The film’s idiosyncratic, comic book-inspired style also happens to fit quite nicely into this perfunctory democratization mission. Since Marvel Comics has moved more rapidly in the arena of diversity than any of its film franchises ever could, given the relative costs of producing a comic book versus an international, multi-million dollar movie franchise, diversity will necessarily be coaxed from the comic book pages, which serve as a trial run for a character’s commercial success. 

But the film's experiment in diversity feels somewhat ingenuine, if not haphazard. Introducing a whole litany of ill-conceived — albeit visually enchanting — characters merely to prove the point that “anyone can be Spider-Man” ultimately distracts from Miles’ narrative. The additional fact that one member of this ragtag group of Spider-individuals is a pig (while another is a satirical attempt at a high-pitched anime schoolgirl from the year 14512) further cheapens a continuous and important conversation about the significance of diversity on screen. It seems to suggest diversity for diversity’s sake rather than the assertion that children’s self-worth and their acceptance of others are shaped by the humanity of characters they read, watch and listen to. 

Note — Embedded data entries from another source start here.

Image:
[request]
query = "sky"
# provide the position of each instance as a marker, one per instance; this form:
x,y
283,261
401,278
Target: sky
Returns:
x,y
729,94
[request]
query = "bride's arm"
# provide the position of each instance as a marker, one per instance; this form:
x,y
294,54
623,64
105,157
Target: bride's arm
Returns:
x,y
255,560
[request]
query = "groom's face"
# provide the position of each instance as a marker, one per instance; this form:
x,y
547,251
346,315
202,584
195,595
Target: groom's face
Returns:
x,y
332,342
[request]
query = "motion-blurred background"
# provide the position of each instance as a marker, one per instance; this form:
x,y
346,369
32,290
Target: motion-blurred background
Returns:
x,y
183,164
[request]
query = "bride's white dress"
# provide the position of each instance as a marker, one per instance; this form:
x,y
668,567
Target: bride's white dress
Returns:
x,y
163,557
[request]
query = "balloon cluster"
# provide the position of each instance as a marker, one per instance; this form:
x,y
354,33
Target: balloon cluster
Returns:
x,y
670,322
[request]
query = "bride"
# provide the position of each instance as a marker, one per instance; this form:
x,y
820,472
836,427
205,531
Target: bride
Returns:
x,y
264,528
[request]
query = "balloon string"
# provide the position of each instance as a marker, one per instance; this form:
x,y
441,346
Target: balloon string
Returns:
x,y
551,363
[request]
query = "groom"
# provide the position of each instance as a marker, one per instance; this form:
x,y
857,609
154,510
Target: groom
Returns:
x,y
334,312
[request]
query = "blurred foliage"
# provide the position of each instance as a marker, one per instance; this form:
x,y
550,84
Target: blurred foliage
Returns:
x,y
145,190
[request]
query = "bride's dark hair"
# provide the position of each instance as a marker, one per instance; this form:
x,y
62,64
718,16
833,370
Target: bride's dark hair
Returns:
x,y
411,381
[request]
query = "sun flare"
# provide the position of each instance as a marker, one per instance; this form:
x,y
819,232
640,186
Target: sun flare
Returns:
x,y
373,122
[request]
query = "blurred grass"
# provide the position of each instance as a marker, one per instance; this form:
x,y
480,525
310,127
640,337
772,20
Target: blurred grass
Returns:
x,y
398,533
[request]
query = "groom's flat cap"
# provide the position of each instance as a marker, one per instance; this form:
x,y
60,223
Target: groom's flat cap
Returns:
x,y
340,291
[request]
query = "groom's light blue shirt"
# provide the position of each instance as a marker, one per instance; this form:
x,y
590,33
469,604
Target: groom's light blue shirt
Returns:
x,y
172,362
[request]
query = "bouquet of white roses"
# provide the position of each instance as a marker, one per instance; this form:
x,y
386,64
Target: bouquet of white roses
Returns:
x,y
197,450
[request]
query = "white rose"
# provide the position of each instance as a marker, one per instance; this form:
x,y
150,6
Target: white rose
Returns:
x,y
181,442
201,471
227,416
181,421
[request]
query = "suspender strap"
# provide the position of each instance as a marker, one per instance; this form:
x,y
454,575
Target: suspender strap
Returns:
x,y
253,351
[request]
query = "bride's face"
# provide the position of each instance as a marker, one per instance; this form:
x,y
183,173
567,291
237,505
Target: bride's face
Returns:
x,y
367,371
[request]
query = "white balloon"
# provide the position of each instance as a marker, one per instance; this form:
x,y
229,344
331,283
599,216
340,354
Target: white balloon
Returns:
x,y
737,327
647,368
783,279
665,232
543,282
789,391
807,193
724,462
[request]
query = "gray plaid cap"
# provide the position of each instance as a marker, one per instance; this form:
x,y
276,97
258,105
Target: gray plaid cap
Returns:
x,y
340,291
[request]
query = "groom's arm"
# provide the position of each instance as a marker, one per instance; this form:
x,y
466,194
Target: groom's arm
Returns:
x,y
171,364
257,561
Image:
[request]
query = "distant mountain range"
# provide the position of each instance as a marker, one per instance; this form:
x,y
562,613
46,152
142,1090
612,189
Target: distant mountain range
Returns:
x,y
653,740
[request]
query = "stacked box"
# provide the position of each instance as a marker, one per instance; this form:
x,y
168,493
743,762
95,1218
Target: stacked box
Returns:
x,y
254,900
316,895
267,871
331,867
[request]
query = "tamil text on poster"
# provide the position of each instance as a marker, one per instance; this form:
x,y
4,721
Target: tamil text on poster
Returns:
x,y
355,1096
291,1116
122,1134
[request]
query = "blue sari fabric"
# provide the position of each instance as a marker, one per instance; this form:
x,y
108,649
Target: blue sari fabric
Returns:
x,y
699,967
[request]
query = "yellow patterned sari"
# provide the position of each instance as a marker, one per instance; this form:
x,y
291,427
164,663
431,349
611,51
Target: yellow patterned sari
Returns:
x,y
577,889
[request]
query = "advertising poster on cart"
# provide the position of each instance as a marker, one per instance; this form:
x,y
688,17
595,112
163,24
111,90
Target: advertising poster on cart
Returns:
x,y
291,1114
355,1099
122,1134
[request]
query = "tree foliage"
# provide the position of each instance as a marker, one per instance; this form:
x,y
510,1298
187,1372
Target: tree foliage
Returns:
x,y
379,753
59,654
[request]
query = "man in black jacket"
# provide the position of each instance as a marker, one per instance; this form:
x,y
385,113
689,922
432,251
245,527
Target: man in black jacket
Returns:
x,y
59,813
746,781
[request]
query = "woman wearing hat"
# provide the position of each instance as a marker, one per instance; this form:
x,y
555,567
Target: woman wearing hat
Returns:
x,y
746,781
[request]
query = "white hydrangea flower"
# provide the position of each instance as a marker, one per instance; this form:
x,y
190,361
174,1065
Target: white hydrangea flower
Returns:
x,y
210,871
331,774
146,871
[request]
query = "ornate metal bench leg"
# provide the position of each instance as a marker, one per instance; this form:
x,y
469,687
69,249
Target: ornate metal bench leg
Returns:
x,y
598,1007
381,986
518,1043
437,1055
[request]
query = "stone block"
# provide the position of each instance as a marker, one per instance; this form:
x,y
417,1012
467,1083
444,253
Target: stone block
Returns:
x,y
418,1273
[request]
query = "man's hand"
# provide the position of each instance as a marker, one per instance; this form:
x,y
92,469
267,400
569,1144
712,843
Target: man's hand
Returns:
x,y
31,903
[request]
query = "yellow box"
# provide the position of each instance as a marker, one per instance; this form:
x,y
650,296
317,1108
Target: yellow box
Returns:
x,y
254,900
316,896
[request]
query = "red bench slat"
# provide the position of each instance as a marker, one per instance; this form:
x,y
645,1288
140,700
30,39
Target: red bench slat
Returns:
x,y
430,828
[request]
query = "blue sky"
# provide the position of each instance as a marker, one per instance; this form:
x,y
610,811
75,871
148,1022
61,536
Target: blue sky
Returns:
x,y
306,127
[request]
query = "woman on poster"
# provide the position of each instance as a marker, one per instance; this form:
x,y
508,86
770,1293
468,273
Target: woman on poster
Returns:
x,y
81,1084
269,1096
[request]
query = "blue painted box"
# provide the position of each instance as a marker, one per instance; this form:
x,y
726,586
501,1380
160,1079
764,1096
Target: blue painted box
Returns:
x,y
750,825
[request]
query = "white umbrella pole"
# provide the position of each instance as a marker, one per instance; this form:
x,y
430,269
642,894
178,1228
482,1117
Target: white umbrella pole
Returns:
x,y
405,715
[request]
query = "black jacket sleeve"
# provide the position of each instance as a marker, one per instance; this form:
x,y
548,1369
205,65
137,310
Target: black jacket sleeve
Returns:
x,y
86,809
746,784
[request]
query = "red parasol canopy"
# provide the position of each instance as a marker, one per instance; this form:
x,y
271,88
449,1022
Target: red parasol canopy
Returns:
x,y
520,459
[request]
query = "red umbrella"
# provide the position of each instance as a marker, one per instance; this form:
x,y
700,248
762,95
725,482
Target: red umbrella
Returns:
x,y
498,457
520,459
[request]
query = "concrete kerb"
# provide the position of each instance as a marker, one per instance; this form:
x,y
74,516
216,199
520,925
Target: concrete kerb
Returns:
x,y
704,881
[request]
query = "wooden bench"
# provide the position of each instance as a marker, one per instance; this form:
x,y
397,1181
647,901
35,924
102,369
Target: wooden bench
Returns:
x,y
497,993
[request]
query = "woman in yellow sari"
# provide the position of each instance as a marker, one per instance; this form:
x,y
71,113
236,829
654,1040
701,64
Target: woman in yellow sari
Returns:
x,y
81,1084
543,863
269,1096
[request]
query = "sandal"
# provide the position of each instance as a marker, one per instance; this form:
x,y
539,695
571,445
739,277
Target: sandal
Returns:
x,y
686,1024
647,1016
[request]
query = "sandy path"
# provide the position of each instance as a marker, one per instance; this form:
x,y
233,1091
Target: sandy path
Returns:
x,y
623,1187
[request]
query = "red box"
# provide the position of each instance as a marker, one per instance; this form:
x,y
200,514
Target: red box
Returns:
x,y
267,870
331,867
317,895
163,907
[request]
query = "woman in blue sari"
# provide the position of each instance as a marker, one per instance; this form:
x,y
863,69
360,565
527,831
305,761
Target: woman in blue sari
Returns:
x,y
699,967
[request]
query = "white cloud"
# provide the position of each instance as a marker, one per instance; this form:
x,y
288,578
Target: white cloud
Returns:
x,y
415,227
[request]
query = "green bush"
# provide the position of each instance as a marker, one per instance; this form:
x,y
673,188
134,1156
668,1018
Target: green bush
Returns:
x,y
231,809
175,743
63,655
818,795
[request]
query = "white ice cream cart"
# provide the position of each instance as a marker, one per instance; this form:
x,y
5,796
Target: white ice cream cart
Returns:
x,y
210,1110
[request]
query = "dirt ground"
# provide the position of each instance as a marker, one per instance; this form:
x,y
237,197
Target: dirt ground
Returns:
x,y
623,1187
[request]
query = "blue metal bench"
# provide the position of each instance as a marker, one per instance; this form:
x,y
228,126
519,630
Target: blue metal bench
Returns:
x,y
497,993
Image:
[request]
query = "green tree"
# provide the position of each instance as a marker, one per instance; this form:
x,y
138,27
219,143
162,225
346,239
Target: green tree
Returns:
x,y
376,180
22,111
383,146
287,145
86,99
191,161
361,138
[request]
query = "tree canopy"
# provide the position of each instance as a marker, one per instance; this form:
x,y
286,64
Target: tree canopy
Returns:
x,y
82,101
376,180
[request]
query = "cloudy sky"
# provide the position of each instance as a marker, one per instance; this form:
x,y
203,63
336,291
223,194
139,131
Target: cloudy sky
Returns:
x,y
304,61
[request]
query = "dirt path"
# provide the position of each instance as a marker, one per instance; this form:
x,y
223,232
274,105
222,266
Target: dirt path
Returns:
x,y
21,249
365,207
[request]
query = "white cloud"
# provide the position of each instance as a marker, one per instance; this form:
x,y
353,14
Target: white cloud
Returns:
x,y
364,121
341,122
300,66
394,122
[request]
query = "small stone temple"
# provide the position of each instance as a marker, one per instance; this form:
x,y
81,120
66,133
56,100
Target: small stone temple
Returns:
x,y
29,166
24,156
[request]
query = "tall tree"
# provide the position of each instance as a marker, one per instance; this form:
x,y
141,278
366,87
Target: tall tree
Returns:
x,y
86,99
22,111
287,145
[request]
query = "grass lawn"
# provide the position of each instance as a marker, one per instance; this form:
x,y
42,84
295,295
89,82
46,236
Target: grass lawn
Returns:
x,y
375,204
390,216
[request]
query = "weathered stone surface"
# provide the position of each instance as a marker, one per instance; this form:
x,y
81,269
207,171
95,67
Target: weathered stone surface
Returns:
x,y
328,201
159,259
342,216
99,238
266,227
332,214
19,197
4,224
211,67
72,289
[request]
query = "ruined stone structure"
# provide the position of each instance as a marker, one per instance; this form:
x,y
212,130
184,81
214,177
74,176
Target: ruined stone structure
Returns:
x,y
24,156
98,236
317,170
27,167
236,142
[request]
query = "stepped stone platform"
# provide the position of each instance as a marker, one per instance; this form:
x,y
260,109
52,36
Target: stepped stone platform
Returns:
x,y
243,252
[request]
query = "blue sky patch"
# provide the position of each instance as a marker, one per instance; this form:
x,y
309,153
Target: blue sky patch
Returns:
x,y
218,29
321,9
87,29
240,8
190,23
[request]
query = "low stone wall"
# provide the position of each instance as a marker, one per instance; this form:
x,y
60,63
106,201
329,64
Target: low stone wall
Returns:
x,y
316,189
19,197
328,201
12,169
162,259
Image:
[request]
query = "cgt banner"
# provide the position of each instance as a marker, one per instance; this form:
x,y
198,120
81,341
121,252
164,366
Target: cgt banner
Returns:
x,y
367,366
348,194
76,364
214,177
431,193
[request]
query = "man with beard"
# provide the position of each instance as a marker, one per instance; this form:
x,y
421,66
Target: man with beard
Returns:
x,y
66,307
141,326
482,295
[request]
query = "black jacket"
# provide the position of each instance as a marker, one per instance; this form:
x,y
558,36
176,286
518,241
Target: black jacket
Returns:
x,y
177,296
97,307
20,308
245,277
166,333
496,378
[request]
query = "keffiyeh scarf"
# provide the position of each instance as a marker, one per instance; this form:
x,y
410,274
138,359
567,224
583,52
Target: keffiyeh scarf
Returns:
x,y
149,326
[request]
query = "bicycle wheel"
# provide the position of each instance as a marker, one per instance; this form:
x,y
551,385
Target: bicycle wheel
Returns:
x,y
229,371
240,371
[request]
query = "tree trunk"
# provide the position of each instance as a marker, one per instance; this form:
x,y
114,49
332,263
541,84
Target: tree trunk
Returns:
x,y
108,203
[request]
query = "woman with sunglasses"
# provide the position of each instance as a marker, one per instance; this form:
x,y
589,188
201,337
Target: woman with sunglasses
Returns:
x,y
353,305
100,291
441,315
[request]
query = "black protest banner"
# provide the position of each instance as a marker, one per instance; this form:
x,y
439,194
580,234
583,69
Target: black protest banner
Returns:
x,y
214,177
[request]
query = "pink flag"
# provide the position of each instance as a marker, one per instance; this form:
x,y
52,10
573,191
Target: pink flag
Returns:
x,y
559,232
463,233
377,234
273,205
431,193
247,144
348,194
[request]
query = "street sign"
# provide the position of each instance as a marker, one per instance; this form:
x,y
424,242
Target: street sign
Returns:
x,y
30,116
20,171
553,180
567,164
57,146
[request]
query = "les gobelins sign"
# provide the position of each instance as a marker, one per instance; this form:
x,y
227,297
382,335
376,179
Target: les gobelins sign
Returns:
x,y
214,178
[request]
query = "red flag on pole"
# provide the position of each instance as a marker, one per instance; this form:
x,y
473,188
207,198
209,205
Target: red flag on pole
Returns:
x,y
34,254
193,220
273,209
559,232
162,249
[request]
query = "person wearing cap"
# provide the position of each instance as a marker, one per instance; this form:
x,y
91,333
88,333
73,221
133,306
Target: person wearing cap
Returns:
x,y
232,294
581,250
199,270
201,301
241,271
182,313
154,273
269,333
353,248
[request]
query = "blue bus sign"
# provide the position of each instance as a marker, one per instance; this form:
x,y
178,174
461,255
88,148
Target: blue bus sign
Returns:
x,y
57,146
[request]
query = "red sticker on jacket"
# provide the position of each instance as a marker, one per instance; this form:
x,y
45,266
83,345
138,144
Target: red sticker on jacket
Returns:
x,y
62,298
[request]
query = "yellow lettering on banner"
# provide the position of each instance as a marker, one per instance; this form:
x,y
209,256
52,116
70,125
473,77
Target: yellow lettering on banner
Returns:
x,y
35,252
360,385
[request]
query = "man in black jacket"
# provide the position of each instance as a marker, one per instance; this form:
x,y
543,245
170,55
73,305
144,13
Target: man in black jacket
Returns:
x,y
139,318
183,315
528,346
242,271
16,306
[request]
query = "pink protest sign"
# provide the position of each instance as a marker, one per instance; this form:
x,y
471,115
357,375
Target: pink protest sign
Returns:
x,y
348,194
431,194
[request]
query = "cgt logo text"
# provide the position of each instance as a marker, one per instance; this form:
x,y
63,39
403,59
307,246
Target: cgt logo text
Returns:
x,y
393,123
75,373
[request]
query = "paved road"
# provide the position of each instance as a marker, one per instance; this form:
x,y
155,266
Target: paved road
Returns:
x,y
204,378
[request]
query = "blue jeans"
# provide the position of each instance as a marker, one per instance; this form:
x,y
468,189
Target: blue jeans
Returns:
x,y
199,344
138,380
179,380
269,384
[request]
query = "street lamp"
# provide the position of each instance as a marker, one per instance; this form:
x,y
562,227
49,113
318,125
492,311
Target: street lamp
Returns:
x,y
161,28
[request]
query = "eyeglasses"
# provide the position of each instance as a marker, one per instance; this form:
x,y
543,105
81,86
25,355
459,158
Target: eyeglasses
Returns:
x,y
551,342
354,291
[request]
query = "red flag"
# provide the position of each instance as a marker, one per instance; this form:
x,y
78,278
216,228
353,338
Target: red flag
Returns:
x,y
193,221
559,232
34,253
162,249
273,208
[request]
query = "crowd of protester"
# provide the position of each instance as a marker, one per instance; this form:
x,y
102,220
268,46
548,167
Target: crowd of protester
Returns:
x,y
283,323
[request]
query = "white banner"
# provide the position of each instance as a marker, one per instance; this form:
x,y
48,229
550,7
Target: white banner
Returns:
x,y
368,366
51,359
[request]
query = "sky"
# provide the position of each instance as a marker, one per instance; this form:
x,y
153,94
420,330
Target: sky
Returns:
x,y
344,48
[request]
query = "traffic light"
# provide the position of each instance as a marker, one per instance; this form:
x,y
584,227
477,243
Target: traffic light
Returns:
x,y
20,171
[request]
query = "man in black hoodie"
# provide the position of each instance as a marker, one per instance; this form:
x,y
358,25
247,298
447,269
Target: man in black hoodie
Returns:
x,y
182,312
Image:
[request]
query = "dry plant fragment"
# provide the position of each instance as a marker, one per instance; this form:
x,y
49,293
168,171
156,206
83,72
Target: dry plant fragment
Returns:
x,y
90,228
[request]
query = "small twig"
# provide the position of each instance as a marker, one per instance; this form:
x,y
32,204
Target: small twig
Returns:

In fact, Miles’ humanity feels at times more circumscribed than celebrated, often for the sake of retaining the well-worn superhero narrative. We get next to no glimpses into the inner folds of Miles’ life, into his biracial identity, his family life and his relationships with friends back home. One of the more glorious, tender moments of the film is one-off and short-lived, when he spray paints graffiti art with his uncle and we see him at once vibrant, creative and young. 

Too afraid to venture from homebase, Marvel made Miles in nearly the spitting image of the classic Peter Parker. It’s somewhat unclear what differentiates them beyond skin tone. Rather than proving that any person’s identity — whether it be personal, cultural, racial, or religious — is worthy of the superhero designation, the film seems to suggest that the multifaceted nature that makes a person a person can be easily poked, prodded and hemmed into the superhero mold. Is the movie’s narrative really democratizing, or is it a prime example of the relentless nature of the Marvel cookie-cutter character machine? “Into the Spider-Verse” may nudge the superhero genre, but it shirks from reworking it. 

Correction: An earlier version of this article stated that Miles Morales was from the Bronx. The Chronicle regrets the error.